Traditionell eröffnet "Folk im Fluss" in Frankfurt/Oder am letzten Januar-Wochenende die Saison. Lange Zeit war nicht klar, ob das Festival verschoben werden müsste wie 2021. Dann durfte es mit Einschränkungen doch stattfinden. Thomas Strauch als Veranstalter resümierte: „Es war alles noch ein wenig kleiner als sonst, aber dadurch auch noch intimer. Die Bands, die Sessions und die Gespräche waren rundum wundervoll“. In dasselbe Horn stießen Musiker, die beim Festival auftraten, wie Tim Liebert von Hüsch aus Jena, Vivien Zeller von den TradTöchtern aus Berlin und Ralf Gehler aus Schwerin. Dies sind seine Festival-Impressionen:

Frankfurt an der Oder. Eine Möbelfabrik des 19. Jahrhunderts. Aufragende Backsteinwände, große Tore zur Ein- und Ausfahrt der Pferdefuhrwerke. Im Hof hallt jeder Schritt. Ein Ort der Vergangenheit mit einem Charme, der erst in den letzten Jahren aufstieg.

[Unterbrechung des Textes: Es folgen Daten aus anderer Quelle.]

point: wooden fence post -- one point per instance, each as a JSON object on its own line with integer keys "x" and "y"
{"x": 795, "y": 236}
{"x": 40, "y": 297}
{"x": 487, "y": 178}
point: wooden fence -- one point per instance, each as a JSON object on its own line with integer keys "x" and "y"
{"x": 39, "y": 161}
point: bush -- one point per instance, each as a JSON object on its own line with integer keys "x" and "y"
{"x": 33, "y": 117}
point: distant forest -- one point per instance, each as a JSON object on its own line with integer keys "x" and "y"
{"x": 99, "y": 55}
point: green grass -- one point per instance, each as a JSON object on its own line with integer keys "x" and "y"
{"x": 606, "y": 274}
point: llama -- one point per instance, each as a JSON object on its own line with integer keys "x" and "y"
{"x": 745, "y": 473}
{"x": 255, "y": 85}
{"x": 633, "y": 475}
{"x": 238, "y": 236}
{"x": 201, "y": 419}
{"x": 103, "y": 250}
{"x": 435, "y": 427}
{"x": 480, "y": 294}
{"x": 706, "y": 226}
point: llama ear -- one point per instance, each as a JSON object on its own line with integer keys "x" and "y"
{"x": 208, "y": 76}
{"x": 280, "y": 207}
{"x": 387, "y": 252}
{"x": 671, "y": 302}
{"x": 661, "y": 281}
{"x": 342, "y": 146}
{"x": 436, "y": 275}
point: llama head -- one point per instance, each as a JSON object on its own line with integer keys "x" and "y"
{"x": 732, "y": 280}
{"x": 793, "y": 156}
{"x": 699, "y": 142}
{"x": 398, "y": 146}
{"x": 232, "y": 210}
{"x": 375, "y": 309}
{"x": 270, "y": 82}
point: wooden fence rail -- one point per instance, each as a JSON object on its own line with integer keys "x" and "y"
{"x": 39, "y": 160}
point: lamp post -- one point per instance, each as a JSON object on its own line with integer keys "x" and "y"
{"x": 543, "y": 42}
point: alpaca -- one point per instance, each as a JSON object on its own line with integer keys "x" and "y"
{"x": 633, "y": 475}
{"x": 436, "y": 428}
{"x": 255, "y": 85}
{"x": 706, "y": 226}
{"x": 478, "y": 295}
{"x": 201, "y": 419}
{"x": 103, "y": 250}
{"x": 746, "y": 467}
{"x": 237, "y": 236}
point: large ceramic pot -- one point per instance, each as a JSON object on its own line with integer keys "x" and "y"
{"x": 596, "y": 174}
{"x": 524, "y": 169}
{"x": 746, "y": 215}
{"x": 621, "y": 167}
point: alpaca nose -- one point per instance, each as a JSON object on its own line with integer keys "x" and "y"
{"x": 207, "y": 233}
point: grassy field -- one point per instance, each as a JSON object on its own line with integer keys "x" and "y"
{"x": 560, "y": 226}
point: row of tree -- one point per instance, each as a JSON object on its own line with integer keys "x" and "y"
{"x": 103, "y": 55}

Kulturmanufaktur Gerstenberg in Frankfurt/Oder
Kulturmanufaktur Gerstenberg (Foto: Wolfgang Leyn)

Wir entdecken die Arbeitssphären unserer Urgroßeltern als „schön“. Was für eine Chance für junge Kulturprojekte, diese Räume zu besiedeln und mit neuem Leben zu erfüllen. Linda Pickny und Thomas Strauch schufen hier die Kulturmanufaktur Gerstenberg - einen wunderbaren Ort für Kunst und Musik.„Folk im Fluss“ ist eine bereits fest fixierte Veranstaltungsreihe am Ort. Zum achtzehnten Mal fand nun „FiF“ vom 28.01. bis 29.01.2022 statt. Im Zeitalter von Gesichtsmasken, Schnelltests und reduzierten Möglichkeiten des Publikumsverkehrs war es eine abgespeckte Variante, zwei Abende mit je zwei Kapellen und alles in der „KUMA“.

Ich selbst hatte die Ehre, zusammen mit meinem Kollegen Christian Radewald, das Publikum am ersten Abend musikalisch in den Wilden Westen zu entführen. Was für ein Publikum! Ausgelaugt von Jahren des kulturellen Mangels genoss es offensichtlich jede gespielte Note. Doc Taylor and The Red-Haired Girl aus Thüringen waren mit von der Partie. Kollegen der besten Sorte, was sich an den langen Abenden danach, guten Gesprächen und wunderbaren selbstgebrannten Schnäpsen eindrucksvoll bewies.

Doc Taylor and The Red-Haired Girl bei "Folk im Fluss" 2022 (Foto: Linda Pickny)

Frei von Lampenfieber ging es am frühen Samstagmorgen – so gegen 13 Uhr – in ein Café an der Oder. Diskussionen über Musik, Deutschfolk und was zu tun sei. Guter Kuchen! Mit Tradsch ging es in den Abend. Tim Liebert und Nico Schneider wechselten in die Welt des Deutschfolks und begeisterten mich. Drive, Witz und tolle Arrangements. Thüringen stand im Mittelpunkt des Gesungenen. Dann konnte man im Geiste tanzen.

Die Familie Gerstenberg hatte ein Heimspiel mit traditioneller Tanzmusik. Die abwechslungsreichen Besetzungsformen und Arrangements machten die Instrumentalmusik jedoch auch für ein sitzendes „Corona-Publikum“ hörenswert. Viele selbst komponierte Stücke erklangen, häufig aus der Feder des jüngsten Bandmitglieds Marcus Fabian. Ich freue mich schon aufs Tanzen in der baldigen Zukunft. Vieles ist möglich in Frankfurt an der Oder, einer Stadt zwischen neuen Ideen und alten Bauten, zwischen Gründerzeit, DDR und heute. Folk passt dazu wie die Faust aufs Auge.